Media companies have traditionally done their encoding and transcoding in-house, using software from companies like Anystream, Telestream, Digital Rapids, Rhozet and others. As I originally wrote last April, companies like Encoding.com, mPoint and HD Cloud have begun offering alternatives that allow these processes to occur in the "cloud." The idea is that media companies can essentially rent encoding/transcoding capabilities as needed for a fee from companies who do their processes on a third party's infrastructure such as The Rackspace Cloud or Amazon's EC2. For media companies, the new encoding/transcoding service providers' primary value propositions are lower overall cost (both opex and capex), elimination of on-site responsibility for hardware and software, and flexibility.
Jeff reported that Encoding.com is now serving 400 customers, with user-generated content sites like StreetFire still a meaningful part of its business. The company has encoded 3.5 million videos to date and is
now encoding 30K source videos/day. Jeff said that established companies like MTV and Brightcove are using Encoding.com's services, but noted that larger media companies are still just dipping their toe into encoding as a service. In particular Jeff said that given turnaround times, the ability to do encodes for full-length HD-quality files on a service basis is not yet practical.
This echoes what an executive at a large encoding software company told me recently - that for the biggest media companies, which have large files that need to be turned around quickly, encoding in the cloud doesn't yet make sense.
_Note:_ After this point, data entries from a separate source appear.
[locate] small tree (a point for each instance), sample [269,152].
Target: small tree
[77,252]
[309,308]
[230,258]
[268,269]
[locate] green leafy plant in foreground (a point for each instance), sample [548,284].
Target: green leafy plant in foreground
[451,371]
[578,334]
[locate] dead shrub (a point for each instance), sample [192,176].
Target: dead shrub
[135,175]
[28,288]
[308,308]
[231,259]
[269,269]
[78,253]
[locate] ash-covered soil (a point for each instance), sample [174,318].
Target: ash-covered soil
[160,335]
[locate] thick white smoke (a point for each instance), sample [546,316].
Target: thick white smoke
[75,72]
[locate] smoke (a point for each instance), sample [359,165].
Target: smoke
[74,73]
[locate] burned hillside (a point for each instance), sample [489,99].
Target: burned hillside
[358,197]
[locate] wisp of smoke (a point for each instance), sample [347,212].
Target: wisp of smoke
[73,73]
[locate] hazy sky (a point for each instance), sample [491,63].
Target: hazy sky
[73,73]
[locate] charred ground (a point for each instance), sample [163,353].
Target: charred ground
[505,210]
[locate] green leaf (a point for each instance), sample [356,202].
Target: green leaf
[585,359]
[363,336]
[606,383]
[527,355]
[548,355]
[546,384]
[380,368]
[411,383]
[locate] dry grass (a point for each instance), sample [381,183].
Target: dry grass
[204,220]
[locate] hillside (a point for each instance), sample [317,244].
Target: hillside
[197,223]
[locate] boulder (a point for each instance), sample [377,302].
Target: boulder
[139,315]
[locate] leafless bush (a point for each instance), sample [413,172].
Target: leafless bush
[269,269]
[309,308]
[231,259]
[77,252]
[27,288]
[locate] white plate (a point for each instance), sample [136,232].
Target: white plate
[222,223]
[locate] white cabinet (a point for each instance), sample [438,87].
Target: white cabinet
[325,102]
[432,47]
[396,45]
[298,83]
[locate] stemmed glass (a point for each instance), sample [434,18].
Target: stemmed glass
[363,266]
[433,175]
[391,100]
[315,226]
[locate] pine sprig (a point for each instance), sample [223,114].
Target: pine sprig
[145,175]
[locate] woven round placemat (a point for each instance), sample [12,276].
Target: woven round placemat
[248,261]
Another issue is the reluctance to move source files outside the media company's firewall.
Encoding.com's move to Rackspace begins to address some of these issues. Jeff highlighted 3 primary reasons for the switch - Rackspace's CPU bursting capability, which can offer 2x the processing performance of EC2 (The Bitsource just posted a performance comparison analysis); closer proximity to customer's files, as Rackspace is the managed hosting provider for thousands of web sites; and Rackspace's customer support, which improves Encoding.com's ability to deliver on its service level guarantees.
With the volume of online and mobile video exploding, this will be a key part of the market to watch. It is still early days for encoding as a service, but as Encoding.com and others continue to strengthen their operations and maintain attractive pricing, it seems likely that they will eventually gain attention from additional media companies.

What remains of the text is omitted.